Some­thing I learned as a medical intern is that there are worse things than dying.

As I recall, it was sometime in April, 1988. I was putting a line in an old man with end-​​stage kidney disease, cancer (maybe), heart failure, bac­teria in his blood and no con­sciousness. Prince was on the radio, loud, by his bedside. If you could call it that – the uncom­fortable, cur­tained com­partment didn’t seem like a good place for resting.

An attending physician, a smart guy I respected, approached me as I com­pleted the procedure.

“It’s kind of like Dante’s seventh circle,” he noted.

Indeed.
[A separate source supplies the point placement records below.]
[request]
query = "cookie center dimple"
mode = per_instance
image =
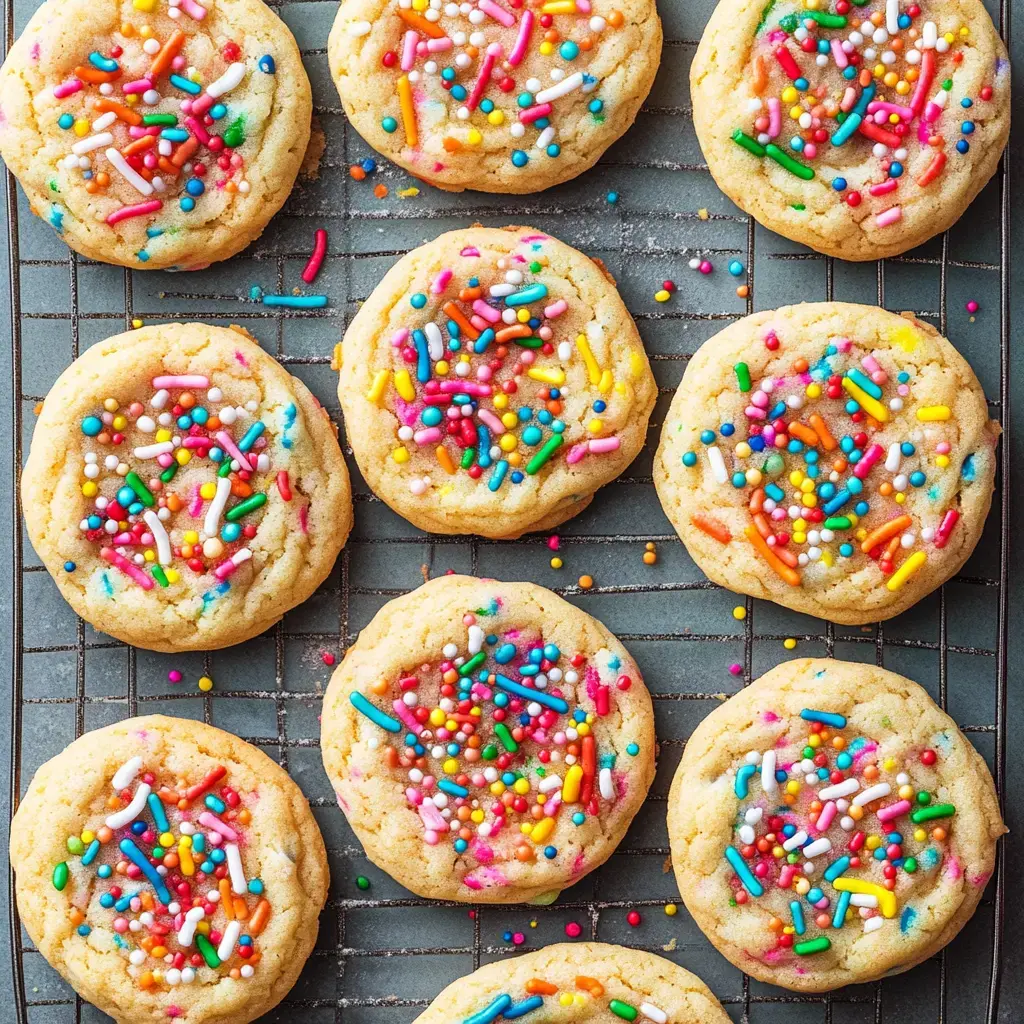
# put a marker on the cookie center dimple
(865, 96)
(836, 471)
(507, 744)
(835, 838)
(162, 878)
(177, 484)
(482, 383)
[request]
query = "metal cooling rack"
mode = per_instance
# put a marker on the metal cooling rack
(383, 954)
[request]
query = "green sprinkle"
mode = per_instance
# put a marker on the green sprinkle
(141, 491)
(821, 943)
(824, 19)
(60, 876)
(750, 144)
(478, 658)
(933, 812)
(209, 953)
(502, 732)
(551, 445)
(784, 160)
(838, 522)
(244, 508)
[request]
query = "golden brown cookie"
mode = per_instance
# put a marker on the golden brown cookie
(183, 489)
(830, 825)
(157, 135)
(858, 127)
(168, 869)
(836, 459)
(487, 741)
(492, 382)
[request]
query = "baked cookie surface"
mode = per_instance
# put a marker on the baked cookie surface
(183, 489)
(860, 129)
(602, 983)
(829, 825)
(168, 869)
(492, 382)
(162, 134)
(487, 741)
(498, 97)
(836, 459)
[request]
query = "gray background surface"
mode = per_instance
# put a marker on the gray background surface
(384, 954)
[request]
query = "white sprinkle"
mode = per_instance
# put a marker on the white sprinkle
(768, 782)
(120, 818)
(125, 775)
(873, 793)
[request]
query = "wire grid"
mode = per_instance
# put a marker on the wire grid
(382, 955)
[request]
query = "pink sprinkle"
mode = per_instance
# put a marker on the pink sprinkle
(889, 216)
(138, 210)
(68, 88)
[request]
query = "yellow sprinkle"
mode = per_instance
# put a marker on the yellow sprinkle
(570, 787)
(403, 385)
(887, 900)
(869, 404)
(547, 375)
(907, 569)
(545, 826)
(593, 370)
(379, 386)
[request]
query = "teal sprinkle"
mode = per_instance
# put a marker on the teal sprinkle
(290, 415)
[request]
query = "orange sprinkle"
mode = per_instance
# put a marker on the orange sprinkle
(883, 532)
(791, 576)
(444, 459)
(167, 53)
(420, 24)
(712, 527)
(827, 441)
(124, 113)
(538, 987)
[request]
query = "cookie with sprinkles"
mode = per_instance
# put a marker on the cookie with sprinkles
(860, 128)
(836, 459)
(497, 95)
(578, 981)
(487, 741)
(493, 381)
(159, 134)
(183, 489)
(168, 869)
(830, 825)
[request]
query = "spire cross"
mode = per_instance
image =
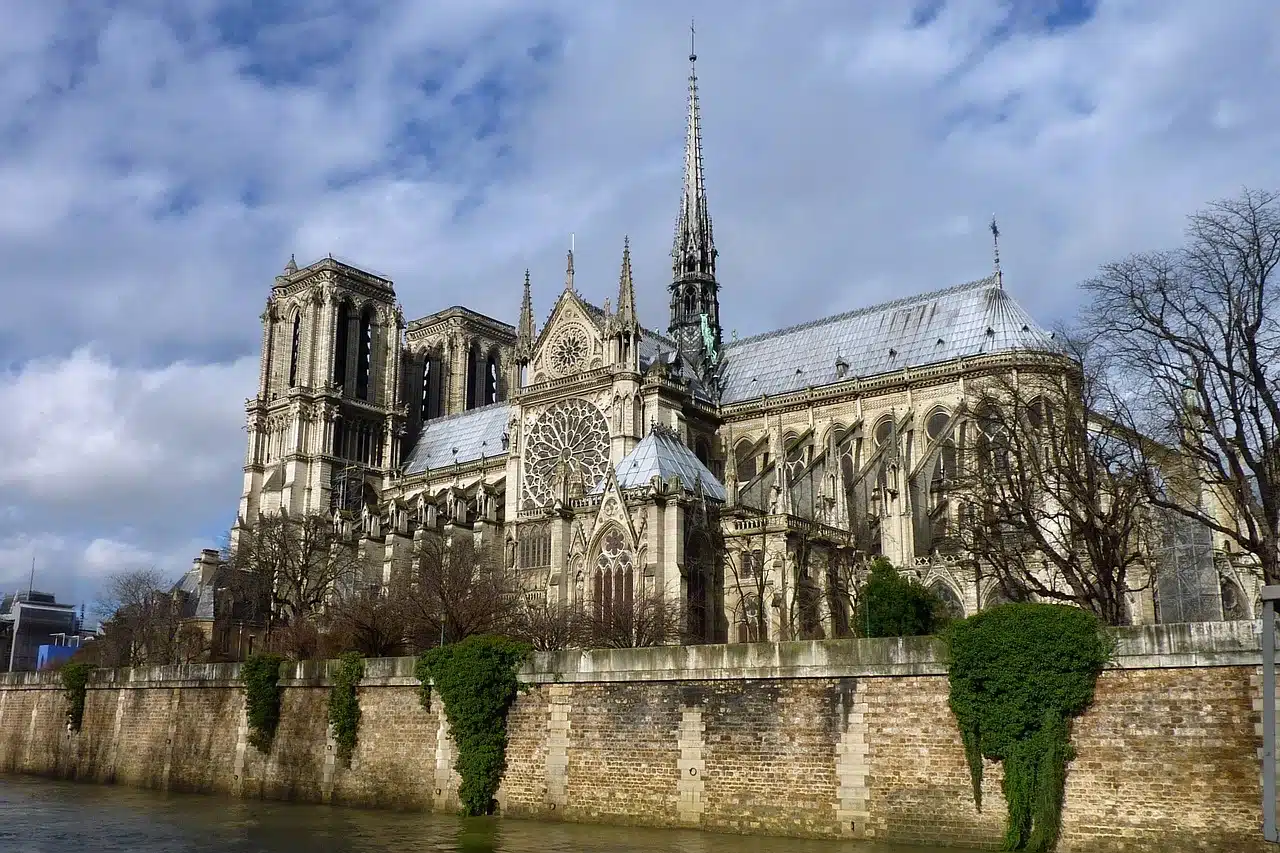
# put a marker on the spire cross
(995, 243)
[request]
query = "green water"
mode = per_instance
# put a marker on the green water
(42, 816)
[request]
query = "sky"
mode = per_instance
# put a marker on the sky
(160, 162)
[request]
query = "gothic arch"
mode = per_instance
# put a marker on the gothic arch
(613, 573)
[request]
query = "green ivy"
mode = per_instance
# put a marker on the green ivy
(476, 680)
(261, 678)
(344, 703)
(76, 684)
(1019, 673)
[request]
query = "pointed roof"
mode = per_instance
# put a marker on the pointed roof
(662, 454)
(525, 328)
(626, 290)
(694, 250)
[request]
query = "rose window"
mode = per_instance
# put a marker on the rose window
(568, 350)
(570, 439)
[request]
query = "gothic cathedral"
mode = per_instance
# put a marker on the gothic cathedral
(606, 460)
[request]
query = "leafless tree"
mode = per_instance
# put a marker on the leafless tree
(140, 619)
(455, 589)
(551, 626)
(1052, 493)
(295, 564)
(634, 620)
(746, 575)
(1193, 334)
(368, 621)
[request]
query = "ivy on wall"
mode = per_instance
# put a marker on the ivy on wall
(261, 676)
(476, 682)
(1019, 673)
(344, 703)
(76, 687)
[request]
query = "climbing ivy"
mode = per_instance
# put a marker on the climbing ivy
(344, 703)
(1019, 673)
(261, 676)
(76, 685)
(476, 680)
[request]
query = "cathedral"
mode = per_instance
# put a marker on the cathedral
(606, 459)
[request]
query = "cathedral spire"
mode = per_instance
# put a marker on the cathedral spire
(525, 329)
(626, 290)
(694, 291)
(694, 250)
A clear, flexible tube drained greenish fluid from the man’s stomach through his nose. Gauze covered his eyes, just par­tially. His head, hands and feet swelled with fluid. A semi-​​opaque hard-​​plastic instrument linked the man’s trachea, through his paper-​​taped mouth, to a noisy breathing machine. His skin, barely covered by a stained hos­pital gown, was pale but blotchy from bleeding beneath. An arterial catheter inserted by his wrist, just where I might have taken his pulse had he been healthier. A fresh adhesive covered the cotton gauze and brownish anti-​​bacterial solution I’d placed over his lower right neck.

“Yeah,” I said as we walked out of the room to review another patient’s chart.